Rosie had been in this exact same predicament. No, Rosie had had it worse. Rosie found herself pregnant by a man she thought she’d never see again. She’d kept the baby—and who was that baby now? It was Maia, the most wonderful human Ayers knew. Didn’t Ayers want a Maia of her own? A child who was wise and sweet and smart and funny? A child who would love her the way that Maia loved Rosie?
Theoretically, yes; Ayers wanted children. She had always pictured herself with children, and she even knew what kind of mother she wanted to be—the kind of mother who dressed up with her kids for Halloween, the kind of mother who let the kids have hot fudge sundaes for dinner on their last day of summer vacation. She wanted to be a Scout leader. She wanted to be fun and involved and reliable, a buoy during the unpredictable currents and undertow of growing up.
Just like everyone else, she wanted to be exactly like and completely different from her own parents.
Oh, jeez, Ayers thought. She had to tell her parents the news. But first, she would need to find them.
Treasure Island was fixed, but Ayers couldn’t handle an all-day boat charter either physically or mentally. She called Whitney in the office and told her that she needed some time off—a couple of weeks, she thought, but maybe longer.
“But you’re not quitting on us, right?” Whitney said. “No pressure, girlfriend, but you’re the heart and soul of this operation. Cash is good but he’s brand-new.”
“I’m coming back?” Ayers said. “I mean, I’m coming back. Of course I’m coming back.”

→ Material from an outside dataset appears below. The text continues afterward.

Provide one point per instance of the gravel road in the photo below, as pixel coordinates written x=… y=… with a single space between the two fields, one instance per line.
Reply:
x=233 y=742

At La Tapa, Ayers was shaky and sweaty and distracted. Tilda covered for Ayers’s lethargy and her mistakes. Tilda thought the problem was Mick, both the broken engagement and his weeklong sit-in at Cruz Bay Landing. It had become a thing. Mick had been going to work, but directly afterward, he sat at the bar at CBL with the ring in front of him and Gordon tied to his bar stool, and he drank. He was there on his days off as well, from open to close. Tourists had started posting pictures of #heartsickmick with the beer and the ring box in front of him and Gordon snoozing dutifully at his feet.
Mick had managed to make the breakup all about himself; he’d cast himself as the victim, and he’d gotten his own hashtag in the process. Meanwhile, Brigid was still working at the Beach Bar and not at Island Abodes like Mick had promised, so frankly Ayers didn’t care if 60 Minutes came to do a segment about his broken heart—Ayers wasn’t going back.
“I feel bad for the guy,” Skip, the La Tapa bartender, said at the end of service. “I’m going over to have a drink with him.”
“Birds of a feather,” Tilda murmured.
Ayers needed to confide in someone—and that someone should have been Baker. However, on Wednesday afternoon, Ayers got a text from Cash, and the next thing she knew, she had offered to adopt Winnie for a while because Tilda’s fancy, type A parents didn’t “do dogs.”
This, at least, felt right. It was the least she could do after abandoning Cash on Treasure Island. It would also be nice to have a warm body around, one who wasn’t going to ask her any questions.
Ayers had picked Cash up from the boat and driven to Peter Bay to collect Winnie. Ayers had never been to Tilda’s fancy, type A parents’ villa before—she had never been to any of the homes in Peter Bay; it was exclusive, private, gajillionaire territory—and when she drove down the steep chute of Tilda’s driveway, she got vertigo. It felt like they were driving off a cliff into the sea.